What Cheer (pronounced 'WOT-cheer') is a city in Keokuk County, Iowa, United States. It is a former coal town, and from the 1870s to the early 1900s was one of the major coal-producing centers of Iowa. Its greatest recorded population was 3,246, in the 1890 census. After the 1910s it began a slow decline. Its population was 646 in the 2010 census.

What Cheer was founded in 1865 as Petersburg, named after Peter Britton, its founder. This name was rejected by the Post Office, forcing a change of name. Joseph Andrews, a major and veteran of the American Civil War, suggested the name "What Cheer," and the town was officially renamed on December 1, 1879.

Sources differ as to why the name What Cheer was chosen. The phrase what cheer with you is an ancient English greeting dating back at least to the 15th century.

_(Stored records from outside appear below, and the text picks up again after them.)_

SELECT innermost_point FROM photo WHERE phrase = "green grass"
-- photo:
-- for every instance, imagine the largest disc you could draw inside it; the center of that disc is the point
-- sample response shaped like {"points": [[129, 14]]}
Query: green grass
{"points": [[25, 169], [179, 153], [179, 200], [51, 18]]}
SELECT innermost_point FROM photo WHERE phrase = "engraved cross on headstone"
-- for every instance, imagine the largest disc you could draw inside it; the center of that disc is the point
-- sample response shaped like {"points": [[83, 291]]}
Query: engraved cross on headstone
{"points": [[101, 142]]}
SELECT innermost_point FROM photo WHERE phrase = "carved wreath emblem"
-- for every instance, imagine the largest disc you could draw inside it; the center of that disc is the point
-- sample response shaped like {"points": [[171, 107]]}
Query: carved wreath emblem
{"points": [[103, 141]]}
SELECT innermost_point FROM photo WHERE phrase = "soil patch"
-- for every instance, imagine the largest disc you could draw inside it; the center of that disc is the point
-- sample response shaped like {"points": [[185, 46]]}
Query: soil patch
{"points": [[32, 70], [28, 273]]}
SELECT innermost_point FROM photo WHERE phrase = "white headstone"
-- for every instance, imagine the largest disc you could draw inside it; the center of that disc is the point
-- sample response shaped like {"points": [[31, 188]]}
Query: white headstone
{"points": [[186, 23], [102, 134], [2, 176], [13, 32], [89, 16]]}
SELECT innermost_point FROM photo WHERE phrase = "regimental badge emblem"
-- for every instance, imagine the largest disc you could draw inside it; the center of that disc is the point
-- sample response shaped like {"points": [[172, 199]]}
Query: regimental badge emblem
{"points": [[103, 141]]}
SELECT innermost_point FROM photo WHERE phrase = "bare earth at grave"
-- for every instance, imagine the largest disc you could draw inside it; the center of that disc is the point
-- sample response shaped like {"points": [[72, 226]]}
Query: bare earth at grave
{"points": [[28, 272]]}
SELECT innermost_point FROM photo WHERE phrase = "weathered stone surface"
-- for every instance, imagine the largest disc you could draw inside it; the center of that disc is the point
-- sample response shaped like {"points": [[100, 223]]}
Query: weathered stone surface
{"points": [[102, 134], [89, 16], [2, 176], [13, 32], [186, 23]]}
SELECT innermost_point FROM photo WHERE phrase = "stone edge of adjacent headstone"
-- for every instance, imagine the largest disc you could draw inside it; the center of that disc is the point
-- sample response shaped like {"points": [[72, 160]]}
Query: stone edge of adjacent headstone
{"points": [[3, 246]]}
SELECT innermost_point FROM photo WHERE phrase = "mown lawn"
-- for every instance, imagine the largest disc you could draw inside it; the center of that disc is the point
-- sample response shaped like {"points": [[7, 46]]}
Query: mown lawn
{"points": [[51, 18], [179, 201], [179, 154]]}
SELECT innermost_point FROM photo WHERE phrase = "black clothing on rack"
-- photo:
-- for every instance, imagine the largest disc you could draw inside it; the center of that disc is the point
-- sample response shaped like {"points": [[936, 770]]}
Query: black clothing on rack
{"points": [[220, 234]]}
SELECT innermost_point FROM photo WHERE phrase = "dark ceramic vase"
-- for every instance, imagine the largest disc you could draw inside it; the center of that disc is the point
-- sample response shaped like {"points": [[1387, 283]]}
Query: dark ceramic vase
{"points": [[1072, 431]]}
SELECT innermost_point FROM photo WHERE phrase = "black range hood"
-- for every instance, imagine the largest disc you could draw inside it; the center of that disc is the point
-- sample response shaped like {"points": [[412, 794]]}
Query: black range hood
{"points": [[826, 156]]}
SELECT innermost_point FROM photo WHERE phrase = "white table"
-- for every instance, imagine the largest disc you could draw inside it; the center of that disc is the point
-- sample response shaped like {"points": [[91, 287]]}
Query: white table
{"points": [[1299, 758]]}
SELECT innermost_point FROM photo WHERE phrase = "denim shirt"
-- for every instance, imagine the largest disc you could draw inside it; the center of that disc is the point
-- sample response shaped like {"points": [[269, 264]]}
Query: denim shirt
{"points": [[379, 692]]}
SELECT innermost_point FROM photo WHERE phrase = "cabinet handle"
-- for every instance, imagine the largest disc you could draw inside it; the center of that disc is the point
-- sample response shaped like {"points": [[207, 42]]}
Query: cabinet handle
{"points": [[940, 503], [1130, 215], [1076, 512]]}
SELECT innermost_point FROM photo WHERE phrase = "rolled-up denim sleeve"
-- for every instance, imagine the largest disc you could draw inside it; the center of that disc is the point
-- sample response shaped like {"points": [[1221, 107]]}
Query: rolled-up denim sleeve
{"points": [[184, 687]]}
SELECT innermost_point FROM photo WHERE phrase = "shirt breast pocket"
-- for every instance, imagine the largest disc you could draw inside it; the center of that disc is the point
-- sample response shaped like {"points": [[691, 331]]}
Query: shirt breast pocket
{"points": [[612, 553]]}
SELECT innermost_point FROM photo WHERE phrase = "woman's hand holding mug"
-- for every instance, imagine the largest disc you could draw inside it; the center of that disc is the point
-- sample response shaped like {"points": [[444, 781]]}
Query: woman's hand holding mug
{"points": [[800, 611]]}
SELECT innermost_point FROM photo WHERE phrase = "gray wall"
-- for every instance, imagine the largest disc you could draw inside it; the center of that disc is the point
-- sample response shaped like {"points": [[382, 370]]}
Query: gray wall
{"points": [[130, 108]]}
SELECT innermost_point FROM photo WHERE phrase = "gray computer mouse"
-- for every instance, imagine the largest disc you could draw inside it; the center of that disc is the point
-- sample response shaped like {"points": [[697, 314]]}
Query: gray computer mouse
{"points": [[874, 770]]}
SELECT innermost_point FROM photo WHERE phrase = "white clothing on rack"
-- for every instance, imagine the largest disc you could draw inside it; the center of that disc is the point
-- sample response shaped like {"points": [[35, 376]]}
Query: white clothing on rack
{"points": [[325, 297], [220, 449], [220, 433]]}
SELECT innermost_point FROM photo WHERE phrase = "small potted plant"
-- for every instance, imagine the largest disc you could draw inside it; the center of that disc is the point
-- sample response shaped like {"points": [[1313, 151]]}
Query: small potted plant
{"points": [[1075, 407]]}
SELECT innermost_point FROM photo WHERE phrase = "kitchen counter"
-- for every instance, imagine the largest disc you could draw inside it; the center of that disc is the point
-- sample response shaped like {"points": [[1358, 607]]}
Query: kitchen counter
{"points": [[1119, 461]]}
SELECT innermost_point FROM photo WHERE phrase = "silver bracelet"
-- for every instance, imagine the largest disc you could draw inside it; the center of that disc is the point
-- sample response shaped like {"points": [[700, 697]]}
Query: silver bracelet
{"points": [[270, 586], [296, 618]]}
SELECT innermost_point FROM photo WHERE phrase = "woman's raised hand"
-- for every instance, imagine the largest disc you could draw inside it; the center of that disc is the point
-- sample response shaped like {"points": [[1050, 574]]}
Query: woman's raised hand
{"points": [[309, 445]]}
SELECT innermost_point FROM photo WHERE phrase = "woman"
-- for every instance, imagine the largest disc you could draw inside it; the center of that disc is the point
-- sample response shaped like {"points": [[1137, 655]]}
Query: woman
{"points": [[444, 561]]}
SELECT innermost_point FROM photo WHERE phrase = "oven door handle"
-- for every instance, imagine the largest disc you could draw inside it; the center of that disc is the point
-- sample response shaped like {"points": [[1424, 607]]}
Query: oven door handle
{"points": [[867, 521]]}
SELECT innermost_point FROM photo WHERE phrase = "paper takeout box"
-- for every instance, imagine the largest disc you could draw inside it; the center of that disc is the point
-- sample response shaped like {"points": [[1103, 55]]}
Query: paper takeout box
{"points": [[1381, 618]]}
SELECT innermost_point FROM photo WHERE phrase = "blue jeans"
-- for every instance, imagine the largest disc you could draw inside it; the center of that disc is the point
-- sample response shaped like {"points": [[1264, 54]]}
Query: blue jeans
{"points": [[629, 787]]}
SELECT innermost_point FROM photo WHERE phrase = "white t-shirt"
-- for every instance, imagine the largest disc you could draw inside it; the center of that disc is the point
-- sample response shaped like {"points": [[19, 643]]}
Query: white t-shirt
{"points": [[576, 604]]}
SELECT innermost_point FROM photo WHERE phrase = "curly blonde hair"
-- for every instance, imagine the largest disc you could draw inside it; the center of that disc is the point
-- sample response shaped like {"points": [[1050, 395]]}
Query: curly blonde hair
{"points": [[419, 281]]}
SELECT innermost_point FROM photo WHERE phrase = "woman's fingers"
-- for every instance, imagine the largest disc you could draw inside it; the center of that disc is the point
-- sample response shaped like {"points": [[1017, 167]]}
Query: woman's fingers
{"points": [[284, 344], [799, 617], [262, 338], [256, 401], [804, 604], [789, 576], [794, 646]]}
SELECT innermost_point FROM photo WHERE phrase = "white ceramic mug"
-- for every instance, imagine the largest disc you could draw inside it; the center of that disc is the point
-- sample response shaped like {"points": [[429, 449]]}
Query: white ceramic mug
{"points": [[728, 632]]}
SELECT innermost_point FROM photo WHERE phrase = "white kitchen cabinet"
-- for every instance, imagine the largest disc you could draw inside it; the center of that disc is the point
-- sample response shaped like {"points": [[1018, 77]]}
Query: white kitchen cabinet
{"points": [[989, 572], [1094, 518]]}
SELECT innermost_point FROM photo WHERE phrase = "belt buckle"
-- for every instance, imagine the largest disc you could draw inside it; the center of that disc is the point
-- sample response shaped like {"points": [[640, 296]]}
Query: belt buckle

One theory of the name is that a Scottish miner exclaimed What cheer! on discovering a coal seam near town.

A more elaborate theory suggests that Joseph Andrews chose the name because of one of the founding myths of his native town of Providence, Rhode Island. According to the story, when Roger Williams arrived at the site that would become Providence in 1636, he was greeted by Narragansett Native Americans with "What Cheer, Netop". Netop was the Narragansett word for friend, and the Narragansetts had picked up the what cheer greeting from English settlers. It is possible that the connection between What Cheer, Iowa and What Cheer, the shibboleth of Rhode Island, was merely coincidental - the entries for these subjects are adjacent but not connected in the 1908 edition of the Encyclopedia Americana.